The Aberdeen-based Wood Group has secured £1.5 million in Brit-Govt funding to develop ‘space-age’ ROVs to be used in nuclear decommissioning.
Wood and its supply chain will combine new data and control systems with state-of-the-art robotics to design a demonstrator system for cleaning and dismantling highly radioactive rooms or ‘cells’ at Sellafield in Cumbria, UK, Europe’s most complex nuclear site.
The technologies used in Wood’s project include novel material handling solutions to reduce the risks of working at height, mixed reality headsets, a multi-fingered gripper allowing robots to grasp different objects, and a navigation system designed for missions to Mars that enables autonomous mapping where human access is impossible.
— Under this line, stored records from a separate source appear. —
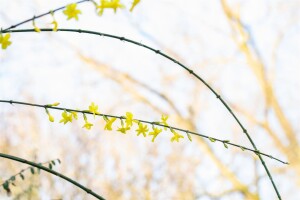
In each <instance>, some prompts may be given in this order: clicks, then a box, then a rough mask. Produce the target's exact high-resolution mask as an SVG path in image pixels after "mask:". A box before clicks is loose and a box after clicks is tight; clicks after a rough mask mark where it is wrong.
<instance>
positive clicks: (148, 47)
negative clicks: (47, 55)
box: [2, 29, 281, 199]
mask: <svg viewBox="0 0 300 200" xmlns="http://www.w3.org/2000/svg"><path fill="white" fill-rule="evenodd" d="M41 31H42V32H52V31H53V29H41ZM57 31H60V32H76V33H86V34H92V35H98V36H103V37H109V38H113V39H118V40H120V41H124V42H128V43H131V44H134V45H137V46H141V47H143V48H145V49H148V50H150V51H153V52H154V53H156V54H158V55H160V56H163V57H165V58H167V59H168V60H170V61H172V62H174V63H175V64H177V65H179V66H180V67H182V68H183V69H185V70H186V71H188V72H189V73H190V74H191V75H193V76H194V77H196V78H197V79H198V80H199V81H201V82H202V83H203V84H204V85H205V86H206V87H207V88H208V89H209V90H210V91H211V92H212V93H213V94H214V95H215V96H216V98H217V99H219V100H220V102H221V103H222V104H223V105H224V106H225V108H226V109H227V110H228V112H229V113H230V114H231V115H232V117H233V118H234V119H235V121H236V122H237V123H238V125H239V126H240V128H241V129H242V131H243V133H244V134H245V135H246V136H247V138H248V140H249V141H250V143H251V145H252V147H253V148H254V151H256V152H259V150H258V149H257V147H256V145H255V143H254V141H253V140H252V138H251V136H250V135H249V133H248V131H247V129H246V128H245V127H244V126H243V124H242V123H241V122H240V120H239V119H238V117H237V116H236V115H235V114H234V112H233V111H232V110H231V108H230V107H229V105H228V104H227V103H226V102H225V100H224V99H223V98H222V97H221V95H220V94H219V93H217V92H216V91H215V90H214V89H213V88H212V87H211V86H210V85H209V84H208V83H207V82H206V81H205V80H204V79H202V78H201V77H200V76H199V75H197V74H196V73H195V72H194V71H193V70H191V69H190V68H188V67H187V66H185V65H184V64H182V63H181V62H179V61H177V60H176V59H174V58H172V57H170V56H168V55H167V54H165V53H162V52H161V51H160V50H157V49H154V48H152V47H150V46H148V45H145V44H143V43H140V42H137V41H134V40H131V39H127V38H125V37H120V36H116V35H112V34H106V33H101V32H95V31H89V30H81V29H58V30H57ZM2 32H3V33H8V32H10V33H16V32H35V30H34V29H19V30H8V31H2ZM257 155H258V157H259V159H260V161H261V163H262V165H263V167H264V169H265V171H266V172H267V175H268V177H269V179H270V181H271V184H272V186H273V188H274V190H275V192H276V194H277V197H278V199H281V197H280V194H279V191H278V189H277V187H276V185H275V183H274V181H273V178H272V175H271V173H270V171H269V169H268V167H267V165H266V163H265V162H264V160H263V158H262V157H261V154H257Z"/></svg>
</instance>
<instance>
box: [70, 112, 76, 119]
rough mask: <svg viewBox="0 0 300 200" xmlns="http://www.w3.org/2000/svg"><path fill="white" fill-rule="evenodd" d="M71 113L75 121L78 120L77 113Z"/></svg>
mask: <svg viewBox="0 0 300 200" xmlns="http://www.w3.org/2000/svg"><path fill="white" fill-rule="evenodd" d="M70 113H71V114H72V116H73V118H74V119H76V120H77V119H78V115H77V112H75V111H71V112H70Z"/></svg>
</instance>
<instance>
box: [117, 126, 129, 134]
mask: <svg viewBox="0 0 300 200" xmlns="http://www.w3.org/2000/svg"><path fill="white" fill-rule="evenodd" d="M128 130H130V127H128V126H125V127H124V124H122V126H121V127H118V130H117V131H119V132H121V133H123V134H126V131H128Z"/></svg>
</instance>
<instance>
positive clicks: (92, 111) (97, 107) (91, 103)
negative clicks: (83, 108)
mask: <svg viewBox="0 0 300 200" xmlns="http://www.w3.org/2000/svg"><path fill="white" fill-rule="evenodd" d="M89 111H90V112H91V113H94V117H95V114H99V113H98V106H97V105H96V104H95V103H94V102H92V103H91V105H90V106H89Z"/></svg>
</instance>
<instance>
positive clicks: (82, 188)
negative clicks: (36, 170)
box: [0, 153, 104, 200]
mask: <svg viewBox="0 0 300 200" xmlns="http://www.w3.org/2000/svg"><path fill="white" fill-rule="evenodd" d="M0 157H2V158H7V159H10V160H14V161H17V162H21V163H25V164H28V165H31V166H33V167H36V168H38V169H41V170H44V171H46V172H48V173H50V174H53V175H55V176H58V177H60V178H62V179H65V180H66V181H68V182H70V183H72V184H73V185H75V186H77V187H79V188H80V189H82V190H84V191H85V192H87V193H88V194H90V195H92V196H94V197H96V198H97V199H101V200H104V198H103V197H101V196H100V195H98V194H96V193H95V192H93V191H92V190H91V189H89V188H86V187H84V186H83V185H81V184H80V183H78V182H76V181H74V180H72V179H71V178H69V177H67V176H65V175H63V174H60V173H58V172H56V171H54V170H52V169H49V168H47V167H44V166H42V165H39V164H37V163H34V162H31V161H28V160H25V159H23V158H19V157H16V156H12V155H8V154H4V153H0Z"/></svg>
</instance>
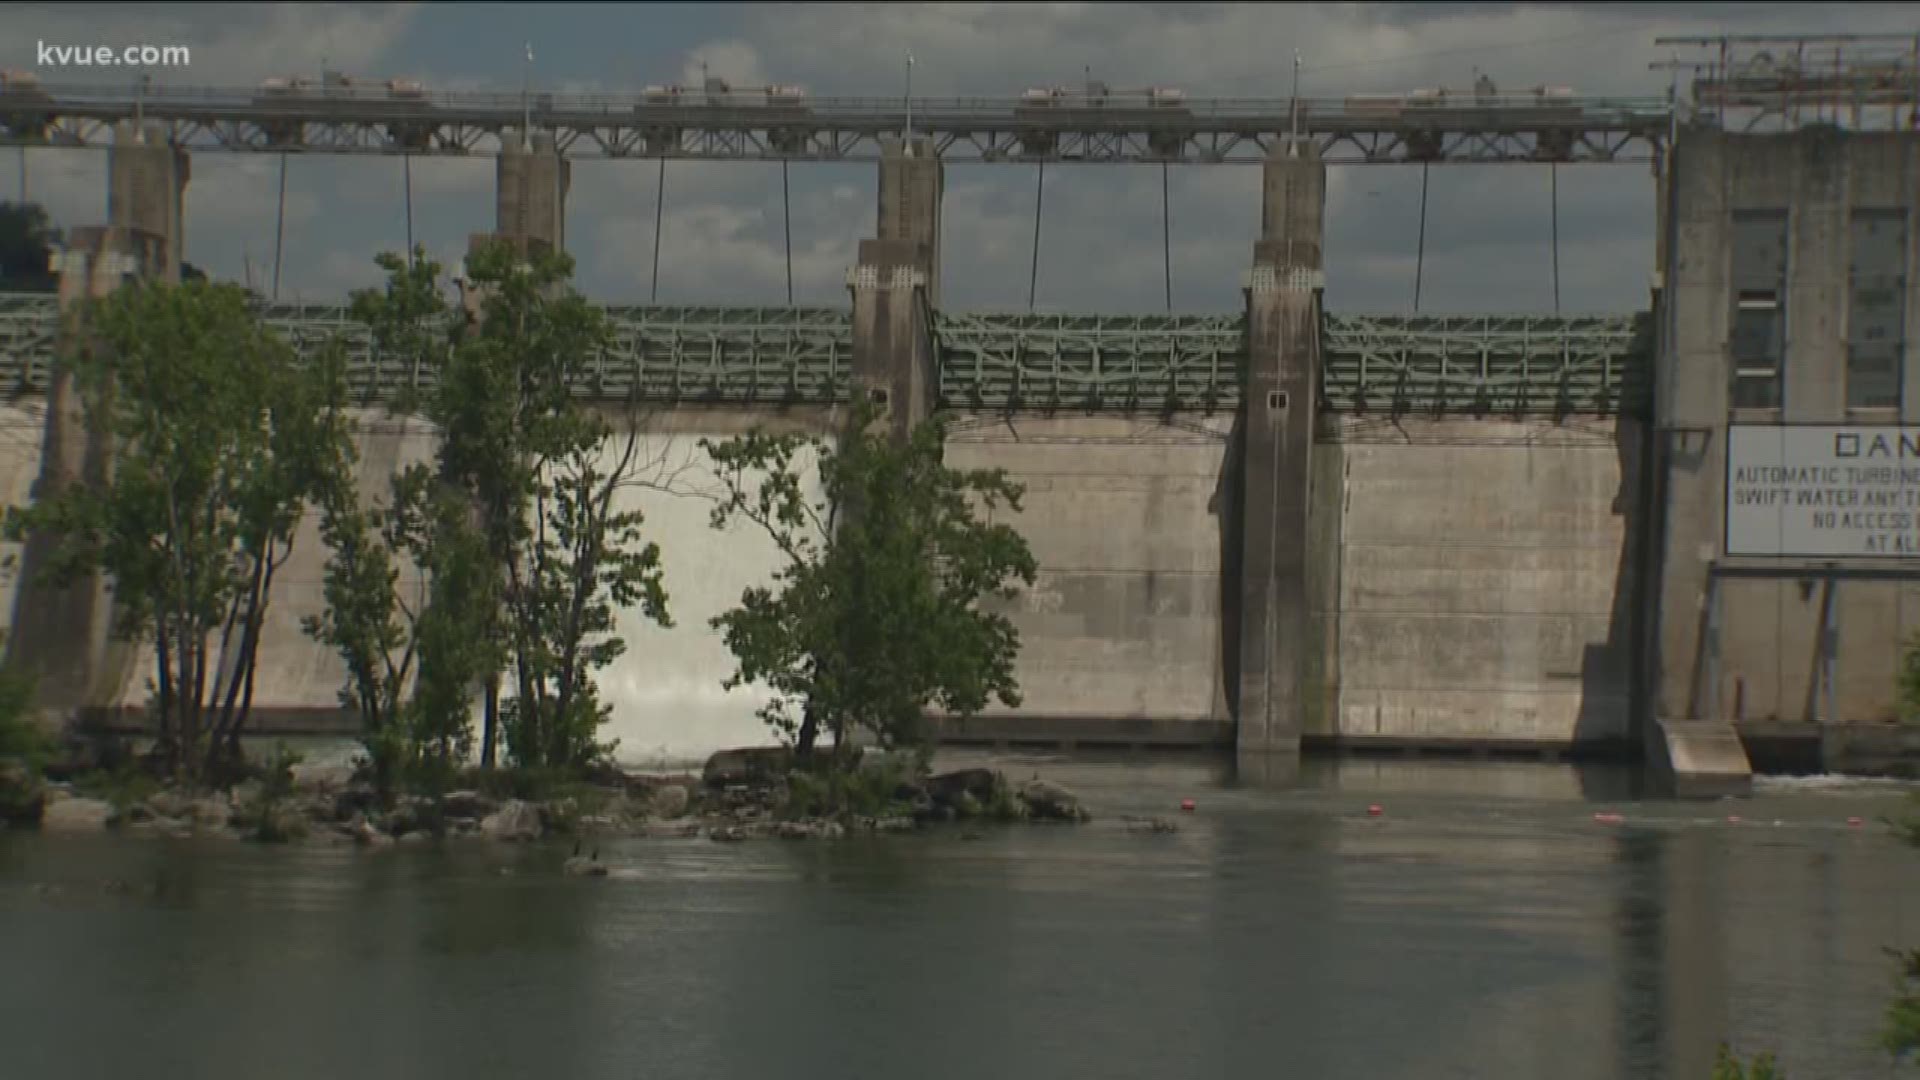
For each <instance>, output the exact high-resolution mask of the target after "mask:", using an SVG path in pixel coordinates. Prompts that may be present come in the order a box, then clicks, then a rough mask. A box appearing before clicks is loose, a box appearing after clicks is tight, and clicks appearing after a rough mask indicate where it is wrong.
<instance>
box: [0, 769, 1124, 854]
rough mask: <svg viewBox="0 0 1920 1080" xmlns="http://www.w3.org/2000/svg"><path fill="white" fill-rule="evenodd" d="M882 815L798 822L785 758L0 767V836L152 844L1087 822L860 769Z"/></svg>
mask: <svg viewBox="0 0 1920 1080" xmlns="http://www.w3.org/2000/svg"><path fill="white" fill-rule="evenodd" d="M854 774H858V776H866V778H868V780H870V782H868V790H881V799H883V803H885V813H852V811H845V809H843V811H839V813H808V811H810V807H808V803H810V799H808V798H806V794H804V792H799V790H795V788H797V786H804V784H808V778H804V776H803V774H801V773H793V771H791V761H789V759H787V757H785V751H783V749H774V748H755V749H735V751H722V753H716V755H714V757H712V759H708V763H707V769H705V771H703V773H701V774H697V776H695V774H641V773H622V771H616V769H603V771H599V773H597V774H595V776H593V778H589V780H582V782H574V784H570V786H568V792H566V794H563V796H553V798H495V796H488V794H484V792H480V790H455V792H445V794H440V796H397V798H394V799H390V801H388V803H384V805H382V801H380V799H378V796H376V792H374V788H372V784H369V782H365V780H363V778H357V776H355V774H353V771H351V769H348V767H338V769H307V771H301V769H298V767H296V769H294V771H292V774H290V776H286V778H282V780H280V782H278V784H267V782H263V780H248V782H242V784H236V786H232V788H227V790H217V792H186V790H177V788H167V790H159V792H156V794H150V796H146V798H140V799H121V801H113V799H106V798H90V796H86V794H81V792H79V790H77V788H75V784H73V782H61V780H42V778H38V776H35V774H31V773H29V771H27V769H25V767H23V765H19V763H10V761H0V826H13V828H35V826H36V828H38V830H40V832H50V834H84V832H104V830H117V832H127V834H138V836H159V838H219V840H259V842H311V844H357V846H363V847H384V846H397V844H428V842H440V840H486V842H507V844H530V842H540V840H549V838H576V840H588V838H593V840H601V838H703V836H705V838H708V840H716V842H743V840H766V838H780V840H837V838H845V836H851V834H862V832H868V834H872V832H910V830H918V828H924V826H933V824H939V822H962V821H1052V822H1083V821H1091V815H1089V813H1087V809H1085V807H1083V805H1081V801H1079V798H1075V796H1073V794H1071V792H1068V790H1066V788H1062V786H1058V784H1052V782H1048V780H1041V778H1033V780H1027V782H1018V784H1016V782H1010V780H1008V778H1006V776H1004V774H1000V773H995V771H989V769H962V771H954V773H943V774H924V776H922V774H912V773H900V771H899V769H897V767H895V769H889V767H887V765H885V763H881V765H879V767H868V763H862V765H858V767H856V769H854Z"/></svg>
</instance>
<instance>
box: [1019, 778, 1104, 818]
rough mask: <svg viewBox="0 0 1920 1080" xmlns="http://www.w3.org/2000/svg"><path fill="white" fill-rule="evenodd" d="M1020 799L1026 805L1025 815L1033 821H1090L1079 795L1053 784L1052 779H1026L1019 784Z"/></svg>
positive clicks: (1064, 788) (1068, 790) (1091, 817)
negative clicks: (1019, 784)
mask: <svg viewBox="0 0 1920 1080" xmlns="http://www.w3.org/2000/svg"><path fill="white" fill-rule="evenodd" d="M1018 796H1020V801H1021V803H1025V805H1027V815H1029V817H1033V819H1035V821H1091V819H1092V815H1089V813H1087V807H1083V805H1081V801H1079V796H1075V794H1073V792H1069V790H1066V788H1062V786H1060V784H1054V782H1052V780H1027V782H1025V784H1021V786H1020V792H1018Z"/></svg>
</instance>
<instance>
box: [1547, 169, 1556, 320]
mask: <svg viewBox="0 0 1920 1080" xmlns="http://www.w3.org/2000/svg"><path fill="white" fill-rule="evenodd" d="M1548 215H1549V217H1551V233H1553V240H1551V244H1553V313H1555V315H1559V165H1548Z"/></svg>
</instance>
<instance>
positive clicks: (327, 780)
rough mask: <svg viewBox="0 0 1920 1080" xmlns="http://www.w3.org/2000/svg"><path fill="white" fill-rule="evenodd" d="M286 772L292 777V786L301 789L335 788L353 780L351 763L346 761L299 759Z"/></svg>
mask: <svg viewBox="0 0 1920 1080" xmlns="http://www.w3.org/2000/svg"><path fill="white" fill-rule="evenodd" d="M286 773H288V776H292V778H294V786H296V788H301V790H315V788H319V790H336V788H346V786H348V784H349V782H351V780H353V765H351V763H348V761H324V763H313V761H301V763H300V765H292V767H290V769H288V771H286Z"/></svg>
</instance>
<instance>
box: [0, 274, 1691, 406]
mask: <svg viewBox="0 0 1920 1080" xmlns="http://www.w3.org/2000/svg"><path fill="white" fill-rule="evenodd" d="M261 313H263V317H265V321H267V323H269V325H271V327H275V329H276V331H278V332H280V334H284V336H286V338H288V340H290V342H292V344H294V346H296V348H300V350H311V348H317V346H319V344H323V342H326V340H332V338H336V336H338V338H342V340H344V342H346V346H348V352H349V357H351V365H353V386H355V392H357V394H361V396H363V398H365V400H380V398H388V396H392V394H396V392H399V390H401V388H407V386H415V384H419V382H420V380H422V379H428V377H430V375H432V373H426V371H411V369H409V367H407V365H405V363H401V361H396V359H388V357H380V356H374V350H372V348H371V342H369V336H367V331H365V327H361V325H359V323H355V321H353V319H351V317H349V315H348V307H346V306H344V304H321V306H290V304H269V306H263V309H261ZM607 315H609V319H611V323H612V329H614V334H612V346H611V348H609V350H605V352H603V354H601V356H599V357H597V359H595V363H593V369H591V373H589V375H588V377H586V379H582V384H580V388H578V392H580V394H582V396H588V398H595V400H641V402H657V404H703V402H705V404H733V405H774V404H828V402H845V400H847V396H849V384H851V379H849V369H851V359H852V323H851V313H849V311H845V309H831V307H645V306H641V307H632V306H611V307H607ZM58 323H60V317H58V304H56V300H54V298H52V296H46V294H0V392H8V394H12V396H23V394H44V392H46V382H48V371H50V365H52V359H54V338H56V332H58ZM931 329H933V340H935V356H937V357H939V392H941V404H943V405H945V407H954V409H989V411H1002V409H1020V411H1231V409H1235V407H1238V404H1240V384H1242V371H1244V365H1246V332H1244V317H1242V315H1002V313H935V315H933V327H931ZM1321 352H1323V373H1321V402H1323V405H1325V407H1329V409H1334V411H1444V413H1476V411H1484V413H1526V415H1553V413H1597V415H1609V413H1626V415H1644V413H1645V411H1647V409H1649V404H1651V379H1649V377H1651V356H1653V354H1651V338H1649V336H1647V319H1645V315H1642V313H1628V315H1569V317H1551V315H1327V317H1325V323H1323V338H1321Z"/></svg>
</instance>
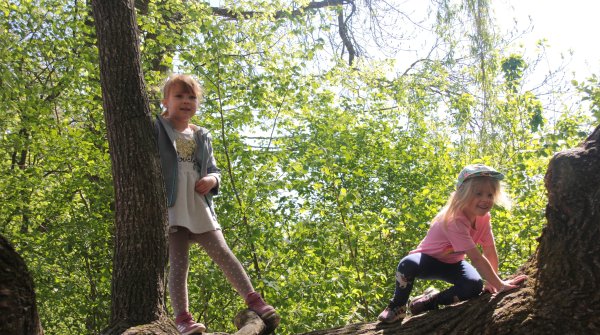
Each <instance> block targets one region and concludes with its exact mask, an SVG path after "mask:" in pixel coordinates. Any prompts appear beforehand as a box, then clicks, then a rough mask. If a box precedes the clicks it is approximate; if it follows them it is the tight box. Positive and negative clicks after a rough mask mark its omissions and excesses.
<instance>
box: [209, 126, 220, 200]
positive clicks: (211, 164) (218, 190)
mask: <svg viewBox="0 0 600 335" xmlns="http://www.w3.org/2000/svg"><path fill="white" fill-rule="evenodd" d="M206 151H207V154H208V155H207V164H206V173H207V174H208V175H211V176H214V177H215V178H217V186H215V187H213V189H212V190H210V193H211V194H212V195H217V194H219V188H220V186H221V170H220V169H219V168H218V167H217V161H216V160H215V156H214V155H213V148H212V136H211V135H210V133H209V132H206Z"/></svg>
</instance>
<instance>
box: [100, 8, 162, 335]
mask: <svg viewBox="0 0 600 335" xmlns="http://www.w3.org/2000/svg"><path fill="white" fill-rule="evenodd" d="M92 9H93V14H94V19H95V23H96V33H97V38H98V50H99V53H100V79H101V84H102V96H103V107H104V117H105V120H106V126H107V131H108V141H109V148H110V157H111V161H112V170H113V179H114V188H115V203H116V207H115V249H114V263H113V279H112V298H111V302H112V304H111V327H110V328H109V329H108V330H107V331H106V333H108V334H112V333H115V334H120V333H122V331H123V330H125V329H127V328H129V327H131V326H135V325H139V324H146V323H151V322H153V321H156V320H160V319H162V318H166V312H165V310H164V296H165V295H164V283H165V276H164V274H165V268H166V264H167V243H166V241H167V239H166V234H167V229H166V205H165V204H166V202H165V200H164V199H165V195H164V190H163V186H162V175H161V173H160V165H159V164H160V163H159V159H158V149H157V146H156V139H155V136H154V129H153V124H152V117H151V113H150V105H149V101H148V98H147V95H146V88H145V83H144V79H143V75H142V70H141V62H140V52H139V39H138V35H137V32H138V27H137V23H136V19H135V13H134V11H133V2H132V1H127V0H95V1H93V2H92Z"/></svg>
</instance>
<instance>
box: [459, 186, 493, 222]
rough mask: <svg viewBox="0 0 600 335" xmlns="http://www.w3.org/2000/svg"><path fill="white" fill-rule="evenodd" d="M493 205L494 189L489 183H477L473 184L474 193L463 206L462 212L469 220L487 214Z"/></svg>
mask: <svg viewBox="0 0 600 335" xmlns="http://www.w3.org/2000/svg"><path fill="white" fill-rule="evenodd" d="M492 207H494V189H493V188H492V185H490V183H479V185H474V193H473V194H472V196H471V199H470V200H469V201H468V202H467V205H466V206H465V207H464V208H463V213H464V214H465V215H466V216H467V218H468V219H469V220H470V221H471V222H474V221H475V217H476V216H483V215H485V214H487V213H488V212H489V211H490V210H491V209H492Z"/></svg>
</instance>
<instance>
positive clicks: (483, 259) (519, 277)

Bob MacDonald, head of Wood’s Specialist Technical Solutions business, comments: “Our innovative proposal for a fully remote solution removes the operator from a hazardous environment and is adaptable enough to tackle different tasks, many of which present unique challenges.
“Wood’s role is as an innovation integrator, bringing together ingenious ideas from industry and academia to define a new approach to the nuclear decommissioning challenge.”
Meanwhile Wood’s Specialist Technical Solutions business, has also recently supported TerraForm Power with power performance testing at its wind farm in Texas, USA.